MAMA-MIA: A large-scale multicenter breast cancer DCE-MRI benchmark dataset with expert segmentations

Welcome to the MAMA-MIA dataset repository! This dataset contains 1,506 cases of breast cancer dynamic contrast-enhanced magnetic resonance images (DCE-MRI) with expert tumor segmentations. Below, you will find all the necessary information to download and use the dataset, as well as instructions on how to run inference using our pre-trained nnUNet model.

If you use the MAMA-MIA dataset or the pretrained model in your research, please cite our publication and the dataset publications of the images included in the dataset.

BibTex:

@article{garrucho2025,
  title={A large-scale multicenter breast cancer DCE-MRI benchmark dataset with expert segmentations},
  author={Garrucho, Lidia and Kushibar, Kaisar and Reidel, Claire-Anne and Joshi, Smriti and Osuala, Richard and Tsirikoglou, Apostolia and Bobowicz, Maciej and Riego, Javier del and Catanese, Alessandro and Gwoździewicz, Katarzyna and Cosaka, Maria-Laura and Abo-Elhoda, Pasant M and Tantawy, Sara W and Sakrana, Shorouq S and Shawky-Abdelfatah, Norhan O and Salem, Amr Muhammad Abdo and Kozana, Androniki and Divjak, Eugen and Ivanac, Gordana and Nikiforaki, Katerina and Klontzas, Michail E and García-Dosdá, Rosa and Gulsun-Akpinar, Meltem and Lafcı, Oğuz and Mann, Ritse and Martín-Isla, Carlos and Prior, Fred and Marias, Kostas and Starmans, Martijn P A and Strand, Fredrik and Díaz, Oliver and Igual, Laura and Lekadir, Karim},
  journal = {Scientific Data},
  year = {2025},
  doi = {10.1038/s41597-025-04707-4},
  pages = {453},
  number = {1},
  volume = {12}
}

Potential Applications

Some of the potential applications of the dataset are:

Classification, Detection and Segmentation of Breast Cancer in MRI using Deep Learning.
Radiomic extraction and Machine Learning.
Segmentation Model Finetuning using the Pretrained nnUNet Weigths.
Fine-tuning of Foundational Models.
Treatment Response to Neoadjuvant Chemotherapy.
Patient Survival Prediction.
Segmentation Quality Control.
Image Synthesis.

Repository Structure

├── README.md                     # Project overview, setup instructions, and usage details
├── requirements.txt              # List of Python package dependencies for running the project
├── nnUNet                        # Forked nnUNet GitHub repository for training the automatic segmentation model
├── notebooks                      # Jupyter Notebooks for project demos and examples
│   ├── demo_preprocessing_pipeline.ipynb   # Demonstrates common MRI preprocessing steps (e.g., bias field correction, normalization, resampling)
│   ├── display_clinical_data.ipynb         # Example on how to parse and visualize clinical data from the dataset
│   └── display_segmentations.ipynb         # Various methods for displaying MRI images and their corresponding segmentation masks
└── src                             # Python source code used in the Jupyter Notebooks
    ├── clinical_data.py           # Functions for handling and processing clinical data
    ├── preprocessing.py           # Preprocessing functions
    └── visualization.py           # Functions for visualizing images, segmentations, and metrics

Downloading the Dataset

The MAMA-MIA dataset is hosted on Synapse.
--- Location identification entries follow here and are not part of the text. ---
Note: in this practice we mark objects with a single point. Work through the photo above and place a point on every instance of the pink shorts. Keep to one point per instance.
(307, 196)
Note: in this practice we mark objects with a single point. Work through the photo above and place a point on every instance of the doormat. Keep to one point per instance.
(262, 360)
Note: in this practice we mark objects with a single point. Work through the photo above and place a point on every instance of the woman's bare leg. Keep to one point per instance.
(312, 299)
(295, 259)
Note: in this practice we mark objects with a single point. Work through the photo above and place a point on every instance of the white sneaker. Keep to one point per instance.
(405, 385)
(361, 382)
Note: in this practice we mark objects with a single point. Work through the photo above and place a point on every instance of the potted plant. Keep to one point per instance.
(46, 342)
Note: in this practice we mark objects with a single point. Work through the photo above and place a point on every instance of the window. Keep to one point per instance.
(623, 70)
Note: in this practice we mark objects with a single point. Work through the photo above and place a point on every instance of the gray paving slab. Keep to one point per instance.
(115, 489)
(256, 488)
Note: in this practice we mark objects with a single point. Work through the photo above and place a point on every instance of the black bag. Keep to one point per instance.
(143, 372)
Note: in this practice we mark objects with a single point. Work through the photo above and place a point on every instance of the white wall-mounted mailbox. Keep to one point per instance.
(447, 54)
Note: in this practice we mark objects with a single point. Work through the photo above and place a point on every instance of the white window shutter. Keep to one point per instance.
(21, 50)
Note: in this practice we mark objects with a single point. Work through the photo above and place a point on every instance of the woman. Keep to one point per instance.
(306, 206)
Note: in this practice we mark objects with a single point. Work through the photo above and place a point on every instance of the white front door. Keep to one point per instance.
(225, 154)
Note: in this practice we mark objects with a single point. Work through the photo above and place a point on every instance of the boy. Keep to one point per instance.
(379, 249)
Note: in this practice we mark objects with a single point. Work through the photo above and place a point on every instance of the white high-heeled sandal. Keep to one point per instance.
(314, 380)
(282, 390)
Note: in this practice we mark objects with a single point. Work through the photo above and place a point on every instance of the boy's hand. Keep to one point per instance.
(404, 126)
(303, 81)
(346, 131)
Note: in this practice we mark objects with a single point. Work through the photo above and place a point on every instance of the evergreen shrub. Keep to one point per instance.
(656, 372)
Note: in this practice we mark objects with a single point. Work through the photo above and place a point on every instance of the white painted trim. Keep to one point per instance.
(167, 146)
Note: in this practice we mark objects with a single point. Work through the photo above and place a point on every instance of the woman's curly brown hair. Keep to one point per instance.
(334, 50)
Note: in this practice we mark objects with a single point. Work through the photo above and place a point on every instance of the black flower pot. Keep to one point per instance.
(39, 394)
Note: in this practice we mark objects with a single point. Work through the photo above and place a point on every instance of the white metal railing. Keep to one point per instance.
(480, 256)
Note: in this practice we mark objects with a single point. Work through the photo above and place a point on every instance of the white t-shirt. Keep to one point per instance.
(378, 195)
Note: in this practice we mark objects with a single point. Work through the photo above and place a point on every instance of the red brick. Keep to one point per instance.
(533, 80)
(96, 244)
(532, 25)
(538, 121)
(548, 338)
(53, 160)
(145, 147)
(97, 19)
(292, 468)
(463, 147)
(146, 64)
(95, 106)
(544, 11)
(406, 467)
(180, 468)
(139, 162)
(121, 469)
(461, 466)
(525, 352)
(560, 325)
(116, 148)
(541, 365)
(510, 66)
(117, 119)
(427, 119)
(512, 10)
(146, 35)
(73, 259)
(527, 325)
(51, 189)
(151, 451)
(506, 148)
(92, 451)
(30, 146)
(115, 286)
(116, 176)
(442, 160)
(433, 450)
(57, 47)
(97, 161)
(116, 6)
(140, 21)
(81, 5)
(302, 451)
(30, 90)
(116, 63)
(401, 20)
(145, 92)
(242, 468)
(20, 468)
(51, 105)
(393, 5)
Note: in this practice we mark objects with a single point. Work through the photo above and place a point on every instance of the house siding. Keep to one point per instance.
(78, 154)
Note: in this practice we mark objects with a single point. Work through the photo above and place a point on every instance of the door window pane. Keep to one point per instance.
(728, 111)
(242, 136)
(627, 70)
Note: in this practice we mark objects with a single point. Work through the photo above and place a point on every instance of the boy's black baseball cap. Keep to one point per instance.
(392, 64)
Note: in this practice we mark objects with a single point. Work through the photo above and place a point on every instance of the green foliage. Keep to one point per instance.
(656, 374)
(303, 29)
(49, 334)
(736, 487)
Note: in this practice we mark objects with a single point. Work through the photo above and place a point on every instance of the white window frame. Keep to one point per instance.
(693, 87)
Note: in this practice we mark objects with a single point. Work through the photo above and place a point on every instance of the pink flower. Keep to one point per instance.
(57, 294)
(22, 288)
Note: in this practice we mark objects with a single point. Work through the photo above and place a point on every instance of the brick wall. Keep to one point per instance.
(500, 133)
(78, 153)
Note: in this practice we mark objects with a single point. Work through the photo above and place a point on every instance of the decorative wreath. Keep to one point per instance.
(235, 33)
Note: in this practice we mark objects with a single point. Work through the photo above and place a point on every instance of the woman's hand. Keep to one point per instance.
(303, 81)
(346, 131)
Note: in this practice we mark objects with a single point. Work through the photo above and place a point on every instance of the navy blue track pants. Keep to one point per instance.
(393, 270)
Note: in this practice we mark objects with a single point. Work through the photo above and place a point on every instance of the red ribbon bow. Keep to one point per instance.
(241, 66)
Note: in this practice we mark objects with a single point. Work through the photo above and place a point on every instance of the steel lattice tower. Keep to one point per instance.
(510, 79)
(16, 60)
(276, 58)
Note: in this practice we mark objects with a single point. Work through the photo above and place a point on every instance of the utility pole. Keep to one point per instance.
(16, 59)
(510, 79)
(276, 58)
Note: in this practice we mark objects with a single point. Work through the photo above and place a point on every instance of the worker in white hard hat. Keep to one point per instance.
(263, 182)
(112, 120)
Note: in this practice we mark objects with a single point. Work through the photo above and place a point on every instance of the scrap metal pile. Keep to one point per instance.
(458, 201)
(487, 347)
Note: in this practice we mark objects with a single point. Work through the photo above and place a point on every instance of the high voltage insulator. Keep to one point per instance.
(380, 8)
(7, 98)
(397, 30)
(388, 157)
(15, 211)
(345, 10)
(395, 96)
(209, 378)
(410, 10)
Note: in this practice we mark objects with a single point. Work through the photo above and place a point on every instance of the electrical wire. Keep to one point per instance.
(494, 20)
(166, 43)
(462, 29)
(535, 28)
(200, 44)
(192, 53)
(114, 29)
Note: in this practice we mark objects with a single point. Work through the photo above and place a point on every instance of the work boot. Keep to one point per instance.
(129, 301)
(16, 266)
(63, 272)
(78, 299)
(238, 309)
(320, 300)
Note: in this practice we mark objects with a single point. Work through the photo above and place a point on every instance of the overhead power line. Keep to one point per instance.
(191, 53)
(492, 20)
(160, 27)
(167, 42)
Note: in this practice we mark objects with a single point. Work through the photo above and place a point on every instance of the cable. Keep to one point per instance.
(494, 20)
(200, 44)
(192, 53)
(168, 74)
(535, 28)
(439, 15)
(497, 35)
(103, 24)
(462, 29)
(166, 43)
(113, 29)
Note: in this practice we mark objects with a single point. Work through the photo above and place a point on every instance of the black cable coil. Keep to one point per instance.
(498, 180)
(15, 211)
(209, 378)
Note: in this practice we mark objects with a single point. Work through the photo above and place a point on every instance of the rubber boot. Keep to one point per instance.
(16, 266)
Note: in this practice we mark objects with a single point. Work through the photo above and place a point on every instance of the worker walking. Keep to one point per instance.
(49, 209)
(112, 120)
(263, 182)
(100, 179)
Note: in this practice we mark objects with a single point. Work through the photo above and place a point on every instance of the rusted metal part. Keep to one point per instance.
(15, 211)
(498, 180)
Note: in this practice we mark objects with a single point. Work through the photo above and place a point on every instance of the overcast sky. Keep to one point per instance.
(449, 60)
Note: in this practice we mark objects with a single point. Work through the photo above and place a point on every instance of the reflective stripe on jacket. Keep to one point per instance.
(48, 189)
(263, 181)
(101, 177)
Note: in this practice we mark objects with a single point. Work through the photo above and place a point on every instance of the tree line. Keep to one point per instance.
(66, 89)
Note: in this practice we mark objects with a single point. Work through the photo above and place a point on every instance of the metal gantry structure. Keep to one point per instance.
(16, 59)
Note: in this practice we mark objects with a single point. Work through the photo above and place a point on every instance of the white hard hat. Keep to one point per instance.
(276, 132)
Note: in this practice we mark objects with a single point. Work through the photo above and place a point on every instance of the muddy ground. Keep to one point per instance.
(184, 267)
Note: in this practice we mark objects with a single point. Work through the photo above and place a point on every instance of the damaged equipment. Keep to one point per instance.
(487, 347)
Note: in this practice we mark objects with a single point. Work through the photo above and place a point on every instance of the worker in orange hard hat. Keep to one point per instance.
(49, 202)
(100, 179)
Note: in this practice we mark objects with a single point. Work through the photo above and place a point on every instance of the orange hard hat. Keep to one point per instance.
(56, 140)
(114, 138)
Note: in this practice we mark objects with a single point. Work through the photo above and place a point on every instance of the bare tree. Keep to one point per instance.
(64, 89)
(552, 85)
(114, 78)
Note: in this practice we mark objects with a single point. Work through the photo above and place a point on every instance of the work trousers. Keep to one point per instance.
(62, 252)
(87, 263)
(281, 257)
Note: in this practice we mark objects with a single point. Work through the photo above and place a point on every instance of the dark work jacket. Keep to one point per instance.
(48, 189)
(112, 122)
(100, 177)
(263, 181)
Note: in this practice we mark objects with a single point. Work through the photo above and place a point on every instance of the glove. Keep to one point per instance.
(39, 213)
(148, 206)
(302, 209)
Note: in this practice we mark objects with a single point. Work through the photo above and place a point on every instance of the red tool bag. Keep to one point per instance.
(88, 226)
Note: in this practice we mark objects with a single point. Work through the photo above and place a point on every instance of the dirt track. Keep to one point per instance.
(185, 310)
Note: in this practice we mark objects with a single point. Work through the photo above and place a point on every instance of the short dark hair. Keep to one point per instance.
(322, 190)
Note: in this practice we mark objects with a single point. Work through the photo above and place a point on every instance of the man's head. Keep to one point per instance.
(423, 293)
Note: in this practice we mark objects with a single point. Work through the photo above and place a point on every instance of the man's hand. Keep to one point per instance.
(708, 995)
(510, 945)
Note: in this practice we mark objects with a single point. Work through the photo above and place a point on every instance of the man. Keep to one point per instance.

You can download the dataset using the CLI or Python with the following code:

Command Line Interface (CLI)

synapse get syn60868042

Python

import synapseclient
syn = synapseclient.Synapse()
syn.login()
entity = syn.get("syn60868042")

Check Synapse documentation for more info.

Content

Expert Segmentations

Running Inference with nnUNet pre-trained model

The pre-trained vanilla nnUNet model has been trained using the 1506 full-image DCE-MRIs and the expert segmentations from the MAMA-MIA dataset.

Full-image Tumor Segmentation	Dice	IoU	HD95	MSD
nnUNet Fold 0	0.7600	0.6512	39.90	11.89
nnUNet Fold 1	0.7617	0.6500	41.25	12.10
nnUNet Fold 2	0.7749	0.6714	31.12	8.86
nnUNet Fold 3	0.7616	0.6577	36.25	11.74
nnUNet Fold 4	0.7520	0.6396	38.57	10,81
nnUNet Mean	0.7620	0.6539	37.41	11.08

The metrics correspond to Dice Coefficient, Intersection over Union (IoU), the 95 Percentile of Hausdorff Distance (HD95) and to the Mean Surface Distance (MSD). The distances are in mm. The library used to compute these metrics was seg-metrics v1.2.7.

Step 1. Clone the repository

Clone the forked repository of nnUNet.

git clone https://github.com/LidiaGarrucho/MAMA-MIA
cd MAMA-MIA/nnUNet

Step 2. Install the necessary dependencies

To run the pre-trained nnUNet model, follow the installation instructions.

Step 3. Download the pre-trained weights

The nnUNet pretrained weights can be dowloaded from Synapse. Unzip the folder inside nnUNet GitHub repository under nnUNet/nnunetv2/nnUNet_results.

Step 4. (Recommended) Preprocess your input MRI images

The recommended preprocessing steps to get optimum performance are:

z-score normalization. For DCE-MRI, use the mean and standard deviation of all the phases (from pre to last post-contrast) to z-score the DCE-MRI sequence.
isotropic pixel spacing. The MRIs were resampled using a uniform pixel spacing of [1,1,1].

Step 5. Run the nnUNet inference

nnUNetv2_predict -i /path/to/your/images -o /path/to/output -d 101 -c 3d_fullres

Replace /path/to/your/images with the directory containing your input images.
Replace /path/to/output with the directory where you want to save the output segmentations.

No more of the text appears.